By choosing appropriately the modulator thickness, position and carrier lifetime, our imaging approach can be optimised for application to an arbitrary metasurface. The practical limit for imaging resolution is given approximately by the modulator thickness (Supplementary Information 1 Section 4). In Fig. 6b we demonstrate imaging with a 6 μm thick silicon membrane (purchased from University Wafer), achieving a resolution better than \(\bar{\lambda }/600\), limited only by the projection optics. This indicates capability for deeply sub-wavelength resolution beyond the microwave regime into millimeter wave and THz frequencies.

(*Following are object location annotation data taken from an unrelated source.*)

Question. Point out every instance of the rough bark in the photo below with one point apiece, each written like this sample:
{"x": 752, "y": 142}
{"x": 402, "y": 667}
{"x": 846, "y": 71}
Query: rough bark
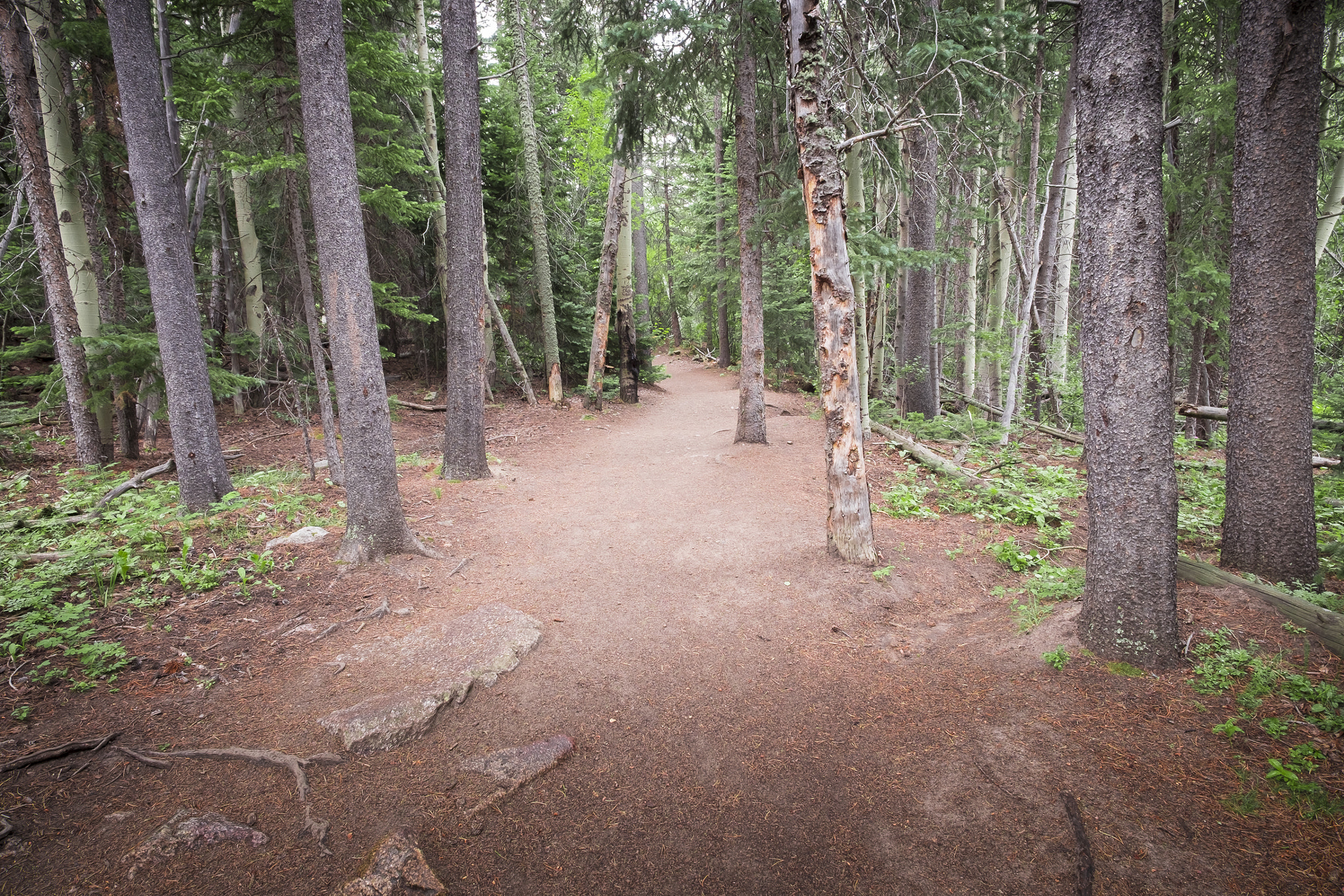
{"x": 1050, "y": 242}
{"x": 605, "y": 283}
{"x": 46, "y": 226}
{"x": 161, "y": 211}
{"x": 1270, "y": 521}
{"x": 849, "y": 514}
{"x": 854, "y": 198}
{"x": 921, "y": 305}
{"x": 537, "y": 211}
{"x": 721, "y": 262}
{"x": 299, "y": 243}
{"x": 667, "y": 239}
{"x": 62, "y": 165}
{"x": 1065, "y": 269}
{"x": 1129, "y": 600}
{"x": 751, "y": 380}
{"x": 969, "y": 360}
{"x": 374, "y": 521}
{"x": 639, "y": 243}
{"x": 464, "y": 434}
{"x": 625, "y": 302}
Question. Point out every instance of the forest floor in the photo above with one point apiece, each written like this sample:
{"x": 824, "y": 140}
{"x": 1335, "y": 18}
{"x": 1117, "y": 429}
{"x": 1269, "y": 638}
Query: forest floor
{"x": 750, "y": 715}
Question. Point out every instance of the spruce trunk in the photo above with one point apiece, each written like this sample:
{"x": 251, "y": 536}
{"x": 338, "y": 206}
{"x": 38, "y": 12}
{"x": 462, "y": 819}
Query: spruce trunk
{"x": 721, "y": 262}
{"x": 849, "y": 514}
{"x": 374, "y": 521}
{"x": 921, "y": 306}
{"x": 1270, "y": 523}
{"x": 61, "y": 165}
{"x": 46, "y": 225}
{"x": 537, "y": 210}
{"x": 751, "y": 380}
{"x": 161, "y": 213}
{"x": 464, "y": 433}
{"x": 1129, "y": 600}
{"x": 605, "y": 284}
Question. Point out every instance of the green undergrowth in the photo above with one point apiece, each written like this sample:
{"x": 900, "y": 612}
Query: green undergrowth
{"x": 142, "y": 552}
{"x": 1022, "y": 493}
{"x": 1281, "y": 702}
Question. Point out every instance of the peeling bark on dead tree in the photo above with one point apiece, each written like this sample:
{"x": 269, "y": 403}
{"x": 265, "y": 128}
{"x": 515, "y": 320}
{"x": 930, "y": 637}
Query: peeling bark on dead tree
{"x": 850, "y": 516}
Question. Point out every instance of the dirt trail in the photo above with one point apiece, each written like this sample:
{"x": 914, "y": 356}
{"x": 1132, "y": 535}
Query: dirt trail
{"x": 750, "y": 715}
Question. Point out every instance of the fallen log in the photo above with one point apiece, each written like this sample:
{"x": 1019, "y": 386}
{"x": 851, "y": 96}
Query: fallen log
{"x": 1324, "y": 624}
{"x": 1041, "y": 428}
{"x": 1206, "y": 413}
{"x": 933, "y": 461}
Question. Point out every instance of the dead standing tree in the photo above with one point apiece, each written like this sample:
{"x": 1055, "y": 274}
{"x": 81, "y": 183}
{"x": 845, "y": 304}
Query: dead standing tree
{"x": 849, "y": 516}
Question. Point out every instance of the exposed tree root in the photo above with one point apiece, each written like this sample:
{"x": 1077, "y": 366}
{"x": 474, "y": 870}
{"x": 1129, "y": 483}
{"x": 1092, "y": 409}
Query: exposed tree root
{"x": 266, "y": 758}
{"x": 57, "y": 752}
{"x": 1085, "y": 861}
{"x": 140, "y": 757}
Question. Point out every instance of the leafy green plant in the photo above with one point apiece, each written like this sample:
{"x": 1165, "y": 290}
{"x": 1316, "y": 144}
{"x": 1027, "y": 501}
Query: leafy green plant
{"x": 1014, "y": 556}
{"x": 905, "y": 499}
{"x": 1058, "y": 659}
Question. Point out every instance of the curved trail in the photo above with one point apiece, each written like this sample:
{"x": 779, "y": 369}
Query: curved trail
{"x": 750, "y": 715}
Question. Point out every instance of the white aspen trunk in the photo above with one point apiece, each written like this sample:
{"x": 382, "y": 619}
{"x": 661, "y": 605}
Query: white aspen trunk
{"x": 854, "y": 202}
{"x": 1065, "y": 273}
{"x": 1334, "y": 207}
{"x": 61, "y": 160}
{"x": 430, "y": 140}
{"x": 971, "y": 360}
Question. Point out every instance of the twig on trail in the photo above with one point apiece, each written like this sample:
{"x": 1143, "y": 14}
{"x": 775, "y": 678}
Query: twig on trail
{"x": 58, "y": 751}
{"x": 140, "y": 757}
{"x": 318, "y": 828}
{"x": 273, "y": 436}
{"x": 326, "y": 632}
{"x": 377, "y": 613}
{"x": 1085, "y": 860}
{"x": 16, "y": 672}
{"x": 264, "y": 757}
{"x": 283, "y": 625}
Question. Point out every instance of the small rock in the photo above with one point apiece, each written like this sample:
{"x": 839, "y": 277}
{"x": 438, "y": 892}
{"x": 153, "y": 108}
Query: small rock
{"x": 507, "y": 770}
{"x": 397, "y": 868}
{"x": 308, "y": 535}
{"x": 188, "y": 830}
{"x": 14, "y": 845}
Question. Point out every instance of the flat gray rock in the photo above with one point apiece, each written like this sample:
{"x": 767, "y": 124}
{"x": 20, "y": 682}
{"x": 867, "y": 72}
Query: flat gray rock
{"x": 396, "y": 868}
{"x": 190, "y": 830}
{"x": 499, "y": 774}
{"x": 308, "y": 535}
{"x": 437, "y": 664}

In summary this work demonstrates an imaging technique for characterising microwave, millimeter wave and THz metamaterials that is capable of mapping spectral inhomogeniety in metasurfaces with deeply subwavelength imaging resolution. By leveraging photoinduced conductivity in a photoactive silicon layer in close proximity to the resonators, we are able to selectively turn off (partially) the individual meta-atoms contributing to the metasurface response, and thereby identify the contribution of single meta-atoms to the global response of a complex metasurface.

As a tool for use in a manufacturing environment, the presented system offers high throughput, high contrast and high resolution non-destructive testing for metamaterials, phased arrays and antennas at modest cost. As a probe for fundamental research, this approach provides a platform for the in situ interrogation of phenomena which are inherently challenging to evaluate computationally, such as finite size effects, coupling between elements, inhomogeneous broadening and artefacts of the measurement apparatus.